JupyterLab + code-server + Julia

I have grown very fond of the combo JupyterLab + code-server + <programming language>.

You may test it at https://demo.jupyter.b-data.ch/.
→ Resources are limited to 2 cores and 8 GB RAM.

I am happy to receive feedback.


For Julia, it runs registry.gitlab.b-data.ch/jupyterlab/julia/base.
→ A multi-arch (linux/amd64, linux/arm64/v8) docker image based on Debian including Julia, JupyterHub, JupyterLab, code-server (aka VS Code), Git, Git LFS, Pandoc, Zsh plus several popular VS Code extensions.

You may also run the image locally with Docker Desktop:

Initial command

docker run -it --rm -p 8888:8888 -v $PWD:/home/jovyan -e GEN_CERT=yes registry.gitlab.b-data.ch/jupyterlab/julia/base:1.7

Subsequent command

docker run -it --rm -p 8888:8888 -v $PWD:/home/jovyan registry.gitlab.b-data.ch/jupyterlab/julia/base:1.7 start-notebook.sh --NotebookApp.certfile=~/.local/share/jupyter/notebook.pem

→ The initial command must be run in an empty directory so that the container can populate it. Then, visit<token> in a browser to load JupyterLab.

I find Julia for Data Analysis > Setting up your environment rather complicated.

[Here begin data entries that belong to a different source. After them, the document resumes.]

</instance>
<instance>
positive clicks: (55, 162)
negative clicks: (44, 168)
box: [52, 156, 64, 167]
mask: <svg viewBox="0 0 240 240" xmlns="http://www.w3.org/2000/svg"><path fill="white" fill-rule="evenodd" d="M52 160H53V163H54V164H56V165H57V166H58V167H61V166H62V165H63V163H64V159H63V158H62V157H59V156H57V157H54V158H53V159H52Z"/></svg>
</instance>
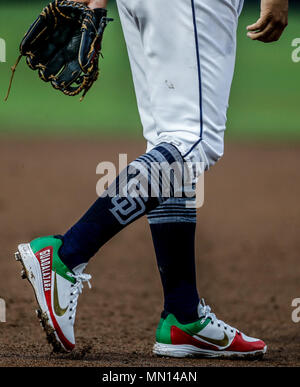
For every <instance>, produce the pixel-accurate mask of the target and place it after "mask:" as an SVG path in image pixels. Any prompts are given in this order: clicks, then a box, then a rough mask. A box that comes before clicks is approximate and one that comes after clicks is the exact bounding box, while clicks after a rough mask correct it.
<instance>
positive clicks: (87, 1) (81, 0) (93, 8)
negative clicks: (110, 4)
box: [69, 0, 108, 9]
mask: <svg viewBox="0 0 300 387" xmlns="http://www.w3.org/2000/svg"><path fill="white" fill-rule="evenodd" d="M69 1H72V0H69ZM73 1H77V3H84V4H87V5H88V6H89V7H90V8H91V9H95V8H106V6H107V2H108V0H73Z"/></svg>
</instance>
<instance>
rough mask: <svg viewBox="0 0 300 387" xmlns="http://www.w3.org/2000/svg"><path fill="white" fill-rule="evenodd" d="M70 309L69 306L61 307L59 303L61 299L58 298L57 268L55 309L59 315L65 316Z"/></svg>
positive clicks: (54, 287)
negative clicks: (62, 307) (66, 313)
mask: <svg viewBox="0 0 300 387" xmlns="http://www.w3.org/2000/svg"><path fill="white" fill-rule="evenodd" d="M67 310H68V307H66V308H64V309H63V308H61V306H60V304H59V299H58V290H57V278H56V270H55V274H54V311H55V314H56V315H57V316H60V317H61V316H63V315H64V314H65V313H66V311H67Z"/></svg>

You should be able to work through Bogumił Kamiński’s book Julia for Data Analysis just fine with both the Jupyter demo environment and docker image.

P.S.: The linux/arm64/v8 image runs natively on Docker Desktop for Mac with Apple silicon.
P.P.S.: The RCall.jl package does not compile successfully, because R is not included in the image.

1 Like

Thank you for working on this!

1 Like

Thank you. This is great.

I was just about to create a topic for creating a datascience Docker image that includes Python, R, and Julia. Is that something that could be achieved with your image?

There ist the official jupyter/datascience-notebook image: Selecting an Image — Docker Stacks documentation

1 Like

I was just working with that for the last two days but it seems to cause problems with Intel/M1 combos. I googled whether a Docker image can be multiple-architecture (so for example, using the native Python and Julia for ARM but using x86 compiled R)

My images focus on one programming language per docker stack. With code-server as core application rather than JupyterLab.

There is registry.gitlab.b-data.ch/jupyterlab/r/verse and registry.gitlab.b-data.ch/jupyterlab/python/scipy.

My images are multi-arch (linux/amd64, linux/arm64/v8) and work fine on both Intel and M1 Macs.

Images in multi-arch manifests are in fact separate images. Docker just pulls one image depending on your architecture.

There is also registry.gitlab.b-data.ch/jupyterlab/julia/pubtools.
:point_right: pubtools = base + TinyTeX + Pandoc + Quarto

:information_source: Quarto is currently only available for amd64 architecture.

Tag latest of both images has been updated to Julia v1.8.0.